Defining a metric focuses us toward optimizing those aspects of our work that are being measured. And taking work / focus away from those aspects that are not being measured. Choosing to use a structural "complexity" metric is a choice about what kinds of things actually make code hard to read, hard to get right, hard to fix, and hard to document.
I've seen some of the correlational studies on structural metrics. Take some really awful code and some really simple code. Those are your anchors. The simple, reliable code has good structural statistics, the awful code is terrible by any measure, and the correlation will show up as positive because of the end points even if the intermediate values are almost random.
If you want to figure out what aspects of programs create complexity, one of the obvious ways is to put code in front of people and assess their reactions. How complex do they think it is? (People can report their level of subjective complexity. Their reports are not perfect, and there are significant practice effects before irrelevant biasing variable get weeded out, but we ask questions like this all the time in psychophysical research and get useful data that drives advances in stereo systems, perfumes, artificial tastes in foods, lighting systems, alarms, etc.) You can also measure how long it takes them to read the code, where duration is measured as the time until they say that they feel like they understand the code. Or you can suggest a specific code change and see how long it takes them to successsfully change the code in that way. We have plenty of simple dependent variables that can be used in a laboratory setting. The research program would crank through different attributes of software, comparing the impacts on the dependent variables. This is the kind of work that can keep a labful of grad students busy for a decade. I'd be surprised if it wasn't fundable (NSF grants). I've been astonished that it hasn't been done, it's so obvious. (Yes, I know, I could do it. But I have too many projects already and not enough time to do them.)

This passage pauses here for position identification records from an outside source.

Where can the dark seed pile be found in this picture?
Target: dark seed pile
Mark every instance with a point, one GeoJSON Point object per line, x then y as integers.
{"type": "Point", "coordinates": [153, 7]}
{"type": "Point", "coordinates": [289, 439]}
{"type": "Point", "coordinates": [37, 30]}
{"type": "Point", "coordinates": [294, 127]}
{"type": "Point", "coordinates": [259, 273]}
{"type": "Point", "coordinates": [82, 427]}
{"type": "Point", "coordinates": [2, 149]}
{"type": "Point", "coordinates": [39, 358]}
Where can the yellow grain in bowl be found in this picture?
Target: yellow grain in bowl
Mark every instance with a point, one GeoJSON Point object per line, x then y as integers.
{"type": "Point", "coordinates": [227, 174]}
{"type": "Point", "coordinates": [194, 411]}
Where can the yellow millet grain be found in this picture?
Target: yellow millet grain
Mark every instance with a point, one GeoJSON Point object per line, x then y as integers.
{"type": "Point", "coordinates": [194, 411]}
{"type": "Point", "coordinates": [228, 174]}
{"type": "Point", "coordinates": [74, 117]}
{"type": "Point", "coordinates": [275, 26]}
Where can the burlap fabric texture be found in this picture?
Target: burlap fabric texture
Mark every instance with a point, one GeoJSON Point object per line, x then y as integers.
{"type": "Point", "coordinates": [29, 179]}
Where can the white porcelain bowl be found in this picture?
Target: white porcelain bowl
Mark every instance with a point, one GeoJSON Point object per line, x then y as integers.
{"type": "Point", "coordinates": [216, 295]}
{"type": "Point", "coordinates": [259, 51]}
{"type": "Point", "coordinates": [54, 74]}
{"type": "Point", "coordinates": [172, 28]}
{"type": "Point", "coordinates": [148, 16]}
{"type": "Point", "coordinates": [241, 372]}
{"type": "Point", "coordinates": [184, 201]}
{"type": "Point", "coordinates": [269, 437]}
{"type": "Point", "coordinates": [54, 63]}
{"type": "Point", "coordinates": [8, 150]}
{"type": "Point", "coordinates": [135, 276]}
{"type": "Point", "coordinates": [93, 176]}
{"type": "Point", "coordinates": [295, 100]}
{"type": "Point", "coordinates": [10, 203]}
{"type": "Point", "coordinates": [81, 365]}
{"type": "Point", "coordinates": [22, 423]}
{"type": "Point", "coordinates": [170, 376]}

> > Later you say, "When we try to manage anything on the > basis of measurements that have not been carefully > validated, we are likely to create side effects of > measurement ... > There is a lot of propaganda about measurement, starting > with the fairy tale that "you can't manage what you don't > measure." (Of course we can. We do it all the time.)" > > So, this seems to contradict itself. If I understood the > aphorism about managing and measuring, admittedly I > haven't heard Tom DeMarco say it personally, what I took > it to mean is that there is an implied "good" after the > word 'managing'. That is, he was saying, we cannot do a > good job managing without measuring.
Are you aware that Tom has repeatedly, publicly retracted this comment?
> > As to your summary point, I think we agree. It takes a lot > of thinking to do metrics right. Most people get them > wrong. We should spend tons of money on research that > validates metrics. (I am willing to co-write a grant to > study crap4j if anyone is game?) > > What I disagree with is a perception that metrics are not > useful, that we are managing just fine without them, and > that because some people misuse them (over and over again > no less) that nobody should use them without exorbitant > expenditures of time and money. It sounds a lot like > trying to ignore the problem.
I spent a lot of years developing software and consulting to development companies before coming back to universities. Almost no one had metrics programs. Capers Jones claimed that 95% of the software companies he'd studied didn't have metrics programs. I hear time and again that this is because these companies lack the discipline or the smarts. What I heard time and again from my clients was that they abandoned the metrics programs because those programs did more harm than good. It is not that they are ignoring the problem or that they think there is no problem. It is that they have no better alternative to a multidimensional, qualitative assessment, even though that is unreliable, difficult, and inconsistent.
You can cure a head cold by shooting yourself in the head. Some people would prefer to keep the cold. > > We must keep trying to improve our measures by studying > them, by validating them, and by improving them based on > that study.
Remarkably little serious research is done on the quality of these measures.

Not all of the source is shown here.